Wendy McElroy, LASCIATECI FARE, LASCIATECI COMMERCIARE

Wendy McElroy, LASCIATECI FARE, LASCIATECI COMMERCIARE

Enclave numero 11, marzo 2001
Commentando le contestazioni di Seattle al summit del WTO, l’Economist si chiedeva perchè tra tanti “anarchici” non ci fosse neanche un vero anarchico. In realtà ve ne erano, ma gli unici che hanno attirato l’attenzione sono stati quelli che fanno una pessima pubblicità all’obiettivo dell’abbattimento dello Stato. Salon, quasi unico tra i media, scrisse più accuratamente che “la maggior parte dei giornalisti ha etichettato i rivoltosi semplicemente come anarchici, dimenticandosi che molti tra i resistenti pacifici si consideravano pure anarchici”.

E’ chiaro che occorre qualche definizione. I sedicenti anarchici che procedettero “all’azione diretta contro il cuore del consumismo” (traduzione: distruzione di vetrine e saccheggio) erano anarchici di sinistra. Essi attaccavano un’astrazione – il libero mercato – distruggendo le specifiche proprietà dei negozianti. I proprietari erano “colpevoli” per il solo fatto di essere proprietari.

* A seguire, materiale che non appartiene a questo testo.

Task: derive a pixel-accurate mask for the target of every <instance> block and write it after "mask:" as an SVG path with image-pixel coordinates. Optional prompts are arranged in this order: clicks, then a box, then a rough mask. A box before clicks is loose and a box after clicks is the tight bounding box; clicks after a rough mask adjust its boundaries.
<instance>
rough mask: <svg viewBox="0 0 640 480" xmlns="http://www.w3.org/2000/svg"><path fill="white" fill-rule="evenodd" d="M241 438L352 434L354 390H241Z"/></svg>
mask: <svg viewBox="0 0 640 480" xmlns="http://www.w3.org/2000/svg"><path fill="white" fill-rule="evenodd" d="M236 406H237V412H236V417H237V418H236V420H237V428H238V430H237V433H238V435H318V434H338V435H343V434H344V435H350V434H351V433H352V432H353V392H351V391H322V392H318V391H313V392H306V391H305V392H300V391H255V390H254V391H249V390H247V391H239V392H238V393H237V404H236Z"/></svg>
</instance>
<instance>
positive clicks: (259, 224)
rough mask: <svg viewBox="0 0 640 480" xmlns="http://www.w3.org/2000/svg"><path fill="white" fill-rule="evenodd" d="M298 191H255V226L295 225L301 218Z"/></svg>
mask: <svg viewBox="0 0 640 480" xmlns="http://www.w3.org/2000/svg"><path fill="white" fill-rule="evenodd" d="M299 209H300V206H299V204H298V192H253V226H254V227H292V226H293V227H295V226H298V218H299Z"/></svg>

Questo non è l’anarchismo americano. L’individualsimo anarchico, come filosofia politica autoctona, si opponeva rigorosamente ad ogni attacco alle persone e alle proprietà degli individui. La filosofia ruotava attorno alla “Sovranità dell’Individuo”, come si espresse Josiah Warren, uno dei primi esponenti del movimento. Sia che si preferisca il termine “auto-proprietà” o “assioma di non aggressione”, la filosofia rimane la stessa. L’idea è che ogni individuo pacifico deve avere la libertà di disporre della propria persona, del proprio tempo, e delle proprie proprietà nel modo che più gli aggrada. La forza è ammissibile solo come autodifesa, e solo se è rivolta contro l’offensore, non contro il rappresentante di una classe. L’individualismo anarchico respinge lo Stato proprio perchè rappresenta l’istituzionalizzazione della forza contro pacifici individui.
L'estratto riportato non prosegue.